Father gets prison time


Bell appealing sex conviction

BY STEVE KEMME
The Cincinnati Enquirer

[img]
The Rev. Darrell Bell, right, with one of his attorneys, John Feldmeier, came to court Monday for sentencing.
(Dick Swaim photo)
| ZOOM |
        HAMILTON — All Dawn Bell ever wanted from her father was an apology for repeatedly molesting her over eight years.

        The 21-year-old woman still hasn't received the apology. But Monday she felt she received a measure of justice as she watched a Butler County judge sentence her father, the Rev. Darrell Bell, to 17 to 50 years in prison.

        “The sentence was appropriate,” Ms. Bell said. “As long as he was sentenced to a year in prison for each year it happened to me, eight years, I would have felt fine with that.”

        The Rev. Mr. Bell, of Mid dletown, sat impassively between his attorneys as Common Pleas Judge H.J. Bressler pronounced his sentence. He said nothing during the sentencing hearing and declined to comment afterward.

        The Rev. Mr. Bell, 44, was accused of molesting Ms. Bell from the time she was 10 until she left home at age 18 to attend college.

        His first trial ended with a hung jury on 13 counts and an acquittal on one rape charge. But at his second trial, the jury convicted him of three counts of rape, three counts of felonious sexual penetration and five counts of sexual battery.

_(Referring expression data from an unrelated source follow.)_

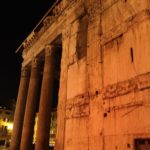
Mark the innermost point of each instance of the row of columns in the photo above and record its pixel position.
(22, 136)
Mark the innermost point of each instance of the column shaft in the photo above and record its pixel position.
(20, 109)
(43, 128)
(29, 119)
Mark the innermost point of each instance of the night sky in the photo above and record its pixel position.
(17, 20)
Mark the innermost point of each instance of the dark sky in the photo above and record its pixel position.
(17, 19)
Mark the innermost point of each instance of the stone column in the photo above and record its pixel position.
(29, 119)
(43, 128)
(20, 109)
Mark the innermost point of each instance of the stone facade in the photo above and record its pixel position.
(104, 76)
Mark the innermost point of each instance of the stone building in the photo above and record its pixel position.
(6, 125)
(92, 58)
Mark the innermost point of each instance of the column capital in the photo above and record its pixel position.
(36, 62)
(25, 71)
(49, 49)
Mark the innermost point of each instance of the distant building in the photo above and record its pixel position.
(6, 126)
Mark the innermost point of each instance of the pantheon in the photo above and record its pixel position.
(90, 60)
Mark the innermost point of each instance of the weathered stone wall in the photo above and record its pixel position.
(105, 73)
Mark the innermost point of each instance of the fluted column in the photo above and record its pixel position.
(20, 109)
(29, 119)
(43, 128)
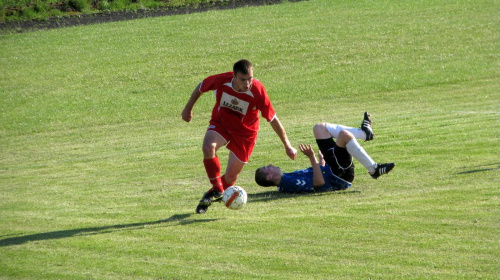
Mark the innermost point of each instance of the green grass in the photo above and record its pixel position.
(99, 176)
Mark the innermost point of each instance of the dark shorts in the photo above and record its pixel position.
(339, 160)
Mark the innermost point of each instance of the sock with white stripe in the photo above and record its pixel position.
(360, 154)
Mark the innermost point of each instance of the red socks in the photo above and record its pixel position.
(225, 184)
(212, 166)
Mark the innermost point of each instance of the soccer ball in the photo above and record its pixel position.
(234, 197)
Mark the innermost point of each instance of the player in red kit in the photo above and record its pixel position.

        He will be eligible for parole after 15 years. Judge Bressler did not sentence him on the felonious sexual penetration charges because they were connected with the rape charges.

        This case divided the Rev. Mr. Bell's family and the Middletown community, where he enjoyed a good reputation. Judge Bressler said he received numerous letters supporting the Rev. Mr. Bell from family members and members of his church and the community.

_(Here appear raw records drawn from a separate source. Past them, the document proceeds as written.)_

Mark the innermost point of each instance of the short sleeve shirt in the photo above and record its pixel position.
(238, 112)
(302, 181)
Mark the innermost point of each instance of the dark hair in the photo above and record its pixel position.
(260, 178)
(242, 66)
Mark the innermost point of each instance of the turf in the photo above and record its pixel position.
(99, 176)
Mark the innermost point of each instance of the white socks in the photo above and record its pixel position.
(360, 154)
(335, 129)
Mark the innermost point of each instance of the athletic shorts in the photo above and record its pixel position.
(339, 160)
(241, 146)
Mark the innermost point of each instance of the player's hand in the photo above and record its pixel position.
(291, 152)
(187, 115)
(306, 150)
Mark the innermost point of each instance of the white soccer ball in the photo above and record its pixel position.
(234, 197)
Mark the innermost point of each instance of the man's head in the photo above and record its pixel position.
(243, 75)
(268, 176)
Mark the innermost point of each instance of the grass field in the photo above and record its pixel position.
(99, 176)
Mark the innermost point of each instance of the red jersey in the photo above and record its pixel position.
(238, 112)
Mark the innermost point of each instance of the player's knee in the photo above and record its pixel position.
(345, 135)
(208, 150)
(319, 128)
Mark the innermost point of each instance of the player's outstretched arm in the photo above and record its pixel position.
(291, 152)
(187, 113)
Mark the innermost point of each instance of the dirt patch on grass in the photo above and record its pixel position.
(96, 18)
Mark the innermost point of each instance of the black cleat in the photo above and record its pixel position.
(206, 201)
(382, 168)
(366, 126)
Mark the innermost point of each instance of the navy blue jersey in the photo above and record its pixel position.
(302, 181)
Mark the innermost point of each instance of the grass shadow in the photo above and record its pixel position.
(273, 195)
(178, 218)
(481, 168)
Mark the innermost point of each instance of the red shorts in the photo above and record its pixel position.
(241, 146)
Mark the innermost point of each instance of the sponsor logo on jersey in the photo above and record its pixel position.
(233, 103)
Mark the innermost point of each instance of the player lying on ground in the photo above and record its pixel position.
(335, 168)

        But the judge told the Rev. Mr. Bell during the hearing that he would not allow the letters to influence the sentence he would impose.

        “Good deeds, a good reputa tion and community service are not a justification for the commission of those acts,” he said.

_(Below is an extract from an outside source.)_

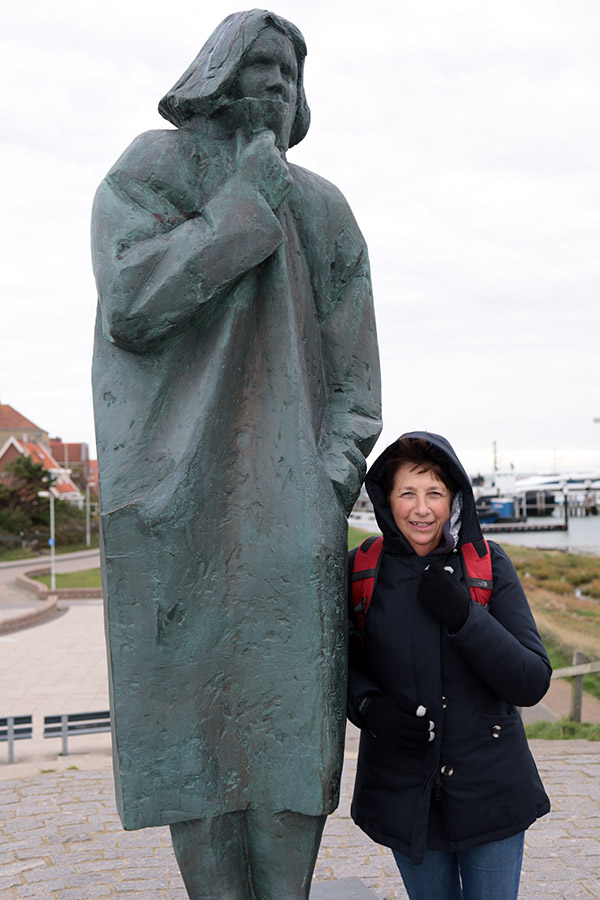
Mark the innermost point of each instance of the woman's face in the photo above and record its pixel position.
(420, 505)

        Judge Bressler said he was perplexed why a man of the Rev. Mr. Bell's standing in the community would commit such crimes — especially against his own daughter.

        “We're not going to find a logical answer for an illogical act,” he said.

        Before sentencing, the judge declared the Rev. Mr. Bell to be a sexually oriented offender, but not the more serious designation of sexual predator.

        Under a recent Ohio law designed to protect children, when sexually oriented offenders are released from jail they must register in person with the sheriff's department every year for 10 years and report any change of address. The restrictions for a sexual predator are more stringent.

        At the request of defense attorney Martin Pinales, Judge Bressler ruled that the Rev. Mr. Bell can post $50,000 bond and can be placed under home incarceration while the case is under appeal. The clergyman, who has been associate pastor of Bethlehem Temple First Pentecostal Church and has worked for 25 years at AK Steel Corp., can leave his house only to go to work, to church and to his attorney's office.

        The judge said the Rev. Mr. Bell must pay the costs for his home incarceration.

        For the past three months, he has been held at the Butler County Jail under a $500,000 bond.

        Judge Bressler prohibited him from having any contact with Ms. Bell or with any family member who testified against him during the trial.

        In the courtroom, Ms. Bell, who is a fourth-year junior majoring in psychology and sociology at Bowling Green State University, sat with her 22-year-old brother, Darrell Steven Bell II, a friend and Estella Jackson, a victim's advocate with the prosecutor's office.

        Ms. Bell said her father's release from jail on home incarceration doesn't bother her.

        Despite all that has happened, she said she hopes that someday she and her father can mend their relationship.

        “I do long for that wholesome father-daughter relationship that probably isn't possible,” she said. “Hopefully, my father some day will ask God for forgiveness and then ask me for forgiveness.”